The strikes began to spread to other parts of Fiji and tensions ran high. “The first confrontation between government forces and the strikers came at Nausori on 27 January, when a crowd of about 1000 sought the release of three Indians who were accused of intimidating others,” wrote Gillion. The situation was brought under control this time, but things took a turn for the worse over the next few days. Doctor’s wife, Jayakumari Devi, was one of the main organisers of the protests across Fiji.
When the colonial authorities began to lose their grip on the situation, they turned to New Zealand for help. “Desperate to take back control, colonial administrators appealed to New Zealand for soldiers,” New Zealand writer Scott Hamilton wrote in The Spinoff. “Prime Minister [William] Massey sent 60 artillerymen, armed with six heavy machine guns on the government steamer Tutanekai.” The gunners from New Zealand joined Europeans armed by the colonial authorities to crush the Indian uprising.

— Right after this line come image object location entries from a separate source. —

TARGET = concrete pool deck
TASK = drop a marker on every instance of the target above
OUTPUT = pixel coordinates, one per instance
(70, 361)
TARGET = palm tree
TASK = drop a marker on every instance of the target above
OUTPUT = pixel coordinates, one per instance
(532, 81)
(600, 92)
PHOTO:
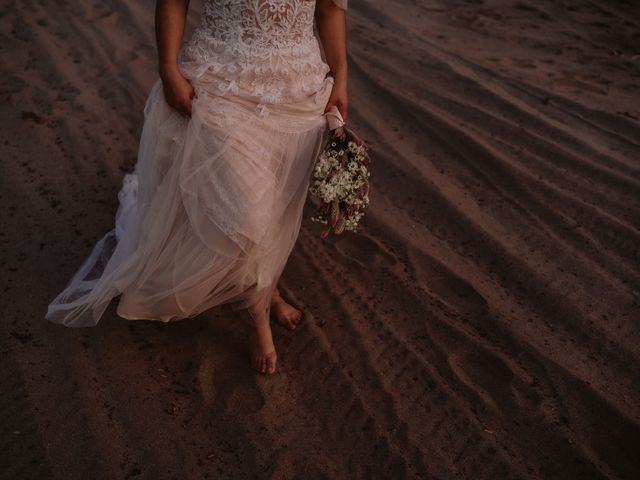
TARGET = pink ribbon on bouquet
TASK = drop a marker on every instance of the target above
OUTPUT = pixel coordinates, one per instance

Once the strikes were put down, the colonial authorities found a perfect scapegoat in their long-term nemesis – Manilal Doctor. “On 27 March an Order was made under the Peace and Good Order Ordinance, 1875 prohibiting Manilal, Mrs Manilal, Harpal Maharaj (a Hindu priest) and Fazil Khan (a wrestler) from residing for two years on Viti Levu or Ovalau or within Macuata province on Vanua Levu,” Gillion wrote. “Legally, this was not a sentence of deportation, but it amounted to the same thing, as the areas named were the main areas of Indian settlement and the only places where Indians could earn a living in Fiji.” The colonial authorities initially wanted to try Doctor for sedition but did not have enough evidence to prove it in court.
Manilal Doctor was forced to move to New Zealand, where he tried to practice law. “He applied for a lawyer’s license, saying he wanted to represent New Zealand Indians brought before the courts,” Hamilton wrote. “But the Auckland Law Society blocked him, saying that events in Fiji had shown he was a man of ‘bad character’.”
He went back to India in 1922 and lived in Bombay and Penang, before moving to Aden, where he would work as a lawyer for a few decades. Doctor came back to India in 1953 and passed away in Bombay a few years later. The Indian community in Fiji, whose rights he fought for, continues to thrive, although it faces political struggles with ethnic Fijians. Doctor’s legacy is celebrated with greater gusto in Mauritius than in the South Pacific archipelago, where he arguably had a greater impact on the lives of Indian labourers.